A senior Labour MP said Jeremy Corbyn is fooling himself that the 'Trump-lite' strategy will win the election
The Labour leader last week relaunched himself as a Donald Trump style anti-establishment politician.
Aides told BI that he would be taking a much more "combative" approach to "calling out the injustices and failures of the political and economic establishment."
In a speech at the Fabian Society conference on Saturday, Corbyn echoed Trump in warning that the British people faced a "rigged system" which the elite had used to "line the pockets of their friends."
However, Shadow Health Secretary Jon Ashworth told the conference that while it was right to take a "more vocal" approach, it would not win them the next election.
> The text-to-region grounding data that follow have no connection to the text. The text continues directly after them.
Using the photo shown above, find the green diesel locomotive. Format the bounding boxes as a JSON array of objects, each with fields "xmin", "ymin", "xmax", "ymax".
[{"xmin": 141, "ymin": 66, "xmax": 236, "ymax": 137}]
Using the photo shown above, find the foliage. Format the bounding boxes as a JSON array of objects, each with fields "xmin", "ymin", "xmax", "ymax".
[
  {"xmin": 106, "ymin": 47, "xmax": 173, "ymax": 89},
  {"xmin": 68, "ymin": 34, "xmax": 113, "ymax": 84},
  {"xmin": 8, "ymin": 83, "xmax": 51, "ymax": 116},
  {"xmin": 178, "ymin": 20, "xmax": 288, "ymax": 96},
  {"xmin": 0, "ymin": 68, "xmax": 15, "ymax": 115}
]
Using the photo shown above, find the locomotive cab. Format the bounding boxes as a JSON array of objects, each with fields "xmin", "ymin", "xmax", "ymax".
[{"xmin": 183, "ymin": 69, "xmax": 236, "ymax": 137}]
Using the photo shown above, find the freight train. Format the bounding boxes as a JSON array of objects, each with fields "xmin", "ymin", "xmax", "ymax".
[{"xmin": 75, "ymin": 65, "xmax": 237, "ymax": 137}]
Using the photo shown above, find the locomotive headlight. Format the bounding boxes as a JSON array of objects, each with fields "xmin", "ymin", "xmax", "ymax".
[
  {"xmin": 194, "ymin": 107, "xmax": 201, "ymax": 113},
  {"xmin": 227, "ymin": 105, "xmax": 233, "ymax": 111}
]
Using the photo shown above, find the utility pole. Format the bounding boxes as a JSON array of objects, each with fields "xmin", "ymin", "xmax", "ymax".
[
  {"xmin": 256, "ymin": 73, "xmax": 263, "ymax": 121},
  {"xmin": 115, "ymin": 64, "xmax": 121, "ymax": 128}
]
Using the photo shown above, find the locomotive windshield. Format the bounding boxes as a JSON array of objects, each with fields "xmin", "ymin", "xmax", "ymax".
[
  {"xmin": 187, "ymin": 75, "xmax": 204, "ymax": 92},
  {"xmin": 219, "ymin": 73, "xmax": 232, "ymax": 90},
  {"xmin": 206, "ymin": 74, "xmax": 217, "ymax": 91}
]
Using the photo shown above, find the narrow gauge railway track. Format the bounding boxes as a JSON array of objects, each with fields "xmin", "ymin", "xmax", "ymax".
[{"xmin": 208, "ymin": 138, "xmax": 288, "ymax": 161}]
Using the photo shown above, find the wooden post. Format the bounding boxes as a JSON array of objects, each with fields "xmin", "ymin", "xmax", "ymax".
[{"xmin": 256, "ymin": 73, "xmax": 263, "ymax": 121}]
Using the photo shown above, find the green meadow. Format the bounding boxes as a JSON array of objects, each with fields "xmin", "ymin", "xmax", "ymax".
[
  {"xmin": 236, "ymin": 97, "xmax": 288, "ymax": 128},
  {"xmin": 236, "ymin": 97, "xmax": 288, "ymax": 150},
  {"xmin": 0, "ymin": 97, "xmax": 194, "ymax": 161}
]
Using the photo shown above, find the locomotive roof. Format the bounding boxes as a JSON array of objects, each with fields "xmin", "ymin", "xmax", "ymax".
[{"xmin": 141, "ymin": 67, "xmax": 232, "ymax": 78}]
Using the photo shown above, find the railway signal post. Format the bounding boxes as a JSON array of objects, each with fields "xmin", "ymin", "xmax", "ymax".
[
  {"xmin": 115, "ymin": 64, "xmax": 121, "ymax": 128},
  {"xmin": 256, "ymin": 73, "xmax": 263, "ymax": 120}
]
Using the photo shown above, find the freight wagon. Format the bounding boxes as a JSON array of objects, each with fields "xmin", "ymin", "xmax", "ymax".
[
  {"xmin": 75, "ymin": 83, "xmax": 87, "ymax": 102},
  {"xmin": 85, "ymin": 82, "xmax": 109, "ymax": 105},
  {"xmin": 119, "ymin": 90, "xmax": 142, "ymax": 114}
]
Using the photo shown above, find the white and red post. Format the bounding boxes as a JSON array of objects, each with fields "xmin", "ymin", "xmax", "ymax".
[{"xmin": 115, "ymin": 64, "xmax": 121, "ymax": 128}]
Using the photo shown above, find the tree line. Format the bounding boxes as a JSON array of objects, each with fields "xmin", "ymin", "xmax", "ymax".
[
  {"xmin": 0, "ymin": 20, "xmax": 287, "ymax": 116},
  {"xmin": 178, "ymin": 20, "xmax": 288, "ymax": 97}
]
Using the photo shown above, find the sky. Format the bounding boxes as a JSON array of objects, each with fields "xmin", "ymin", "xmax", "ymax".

"Whether we call it Trump-lite, or whatever, I think it is right that we seem to be standing for something while being more vocal in what we believe."
"But I think we sometimes fool ourselves if we think that is enough to bring the Tory walls of Jericho tumbling down."
Ashworth told the conference that Labour would never recover unless it reached out to Conservative voters.
"We will not win elections if we can't persuade that couple in Nuneaton who voted for John Major in 1992 and Tony Blair in 1997 all the way up to 2005 and switched back to voting Conservatives in 2010 and 2015. There is nothing dishonourable in persuading someone who switched to the Conservatives to come back to us."
He added that "Conservative voters are not our enemies they are our neighbours."
The Shadow Health secretary also warned that the party's collapse in Scotland was making them unelectable in the rest of the UK.
"Unless we can show we are competitive in Scotland the Conservatives will run a message saying that we cannot trust Labour in Bolton because a Labour government can only be formed with the support of the Scots nationalists. And so the interests of Banff and Buchan will come ahead of the interests of Bury and Bolton."
Labour MP Stella Creasy told the conference that Labour must avoid a Trump-lite strategy, saying that the party must not become a "pale imitation of the populists."
Creasy told the conference that "I'm not asking you to agree with Nigel Farage. I'm asking you to argue with him."
She also warned that the left had become detached from the culture of the general public.
"Who here watches Mrs Brown's Boys?" she asked.
Just two hands went up in the 1000-seat hall at the Friends House in Central London.
"Well it's the number one viewed television programme in this country. It beat the Queen's speech at Christmas, it won the best comedy of the 21st century and yes the intelligentsia are horrified. They don't get the joke."
She added: "You don't need to be sat in a political conference on a Saturday morning to know that echo chambers are not the reserve of the right."